O ritmo é lento — cerca de 100 metros de cada vez, segundo o Washington Post — e não configura o blitzkrieg que alguns esperavam. Mas isso explica-se pela complexidade do combate numa zona urbana e densamente povoada. “Aquilo que estamos a assistir é um ‘Recuo de Reconhecimento’”, resumiu ao Politico o responsável do Pentágono Mick Mulroy. “É uma tática para grandes unidades, na qual elementos mais pequenos localizam e exploram as fraquezas do inimigo. Quando estas são encontradas, a formação principal avança para um ataque.”
É por isso que Raphael Cohen não tem dúvidas de que o Exército isaelita vai acabar por entrar na capital de Gaza. “Se o objetivo é destruir o Hamas, eles vão ter de entrar. Um cerco não seria suficiente para destruir as redes e a infraestrutura deles. Para destruir os túneis e o armamento.”
A longo prazo, mesmo com a cidade de Gaza dominada, a total eliminação do Hamas só poderá ocorrer se as IDF varrerem também o sul, explica. “Mas isso é mais difícil”, admite o especialista. O israelita Kobi Michael confirma, mas diz não ter dúvidas de que, daqui a algumas semanas, será possível avançar para sul, depois de os israelitas terem dominado o norte. “Aí podemos seguir para cumprir o resto da missão, que é desmantelar a organização. Isso não significa eliminar todos os rockets e todos os terroristas até ao último, mas significa conseguir paralizar o Hamas.”
Este sábado, os militares de Telavive anunciaram que estão a fazer raides mais controlados no sul do território para preparar a zona para “as fases futuras da guerra”, numa indicação de que esta poderá ir além do norte da Faixa de Gaza.
Kobi Michael explica o avanço lento com a necessidade de garantir uma operação eficaz na cidade de Gaza. “É necessário projetar uma imagem de vitória convincente ali, porque isso projeta logo uma imagem de força em todas as outras frentes”, afirma.

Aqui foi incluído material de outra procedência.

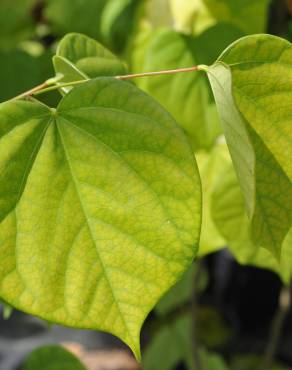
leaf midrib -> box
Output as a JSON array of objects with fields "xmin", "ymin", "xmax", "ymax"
[
  {"xmin": 59, "ymin": 105, "xmax": 192, "ymax": 172},
  {"xmin": 55, "ymin": 117, "xmax": 137, "ymax": 351},
  {"xmin": 58, "ymin": 114, "xmax": 187, "ymax": 247}
]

Guerra continuará durante semanas ou meses. Risco de alastrar ao norte de Israel existe
Os especialistas, contudo, não têm dúvidas de que só o controlo da cidade de Gaza deverá durar várias semanas ou até meses. “A geografia da cidade faz com que este seja um processo muito difícil”, nota Raphael Cohen. “Para evacuar todos os edifícios é preciso entrar em cada um deles. Para destruir os túneis também é preciso tempo. Isto vai demorar.”
A essa demora soma-se o facto de Israel não estar a avançar com a força total de soldados de que dispõe: os cerca de 300 mil anunciados, com a chegada dos reservistas. Isto porque Telavive continua a temer que se possam abrir outras frentes de guerra além de Gaza, em particular no norte na fronteira com o Líbano, de onde o Hezbollah tem disparado vários rockets.
“Vimos aquilo de que o Hamas é capaz. Agora imaginem aquilo de que o Hezbollah é capaz”, alerta Kobi Michael, referindo-se à capacidade militar de um dos grupos armados mais bem preparados do mundo. “Agora estamos concentrados no sul [de Israel], mas se o Hezbollah aumentar as provocações, vamos ter de nos virar para norte também.”
Independentemente do risco de escalada do conflito, uma coisa é certa: a invasão a Gaza continua a provocar um número muito elevado de mortes, muitos deles civis palestinianos (quase dez mil segundo dados do Ministério da Saúde do Hamas), mas também soldados israelitas. Nada que, para já, faça Israel recuar, apesar dos pedidos insistentes de cessar-fogo de alguns Estados e até o desejo norte-americano de que se apliquem “pausas humanitárias”.
“Não há almoços grátis. Esta é uma guerra, não é uma operação em Gaza como outras que tivemos no passado”, afirma Kobi Michael. “E numa guerra há baixas. A sociedade israelita está consciente disso e continua muito determinada.”
A diferença face a outras operações militares em Gaza no passado é visível, até mesmo em comparação com a última vez que Israel entrou na Faixa de Gaza, em 2014. Na altura, em seis semanas, morreram mais de duas mil pessoas, a larga maioria civis. Desta vez, o número já é quatro vezes superior.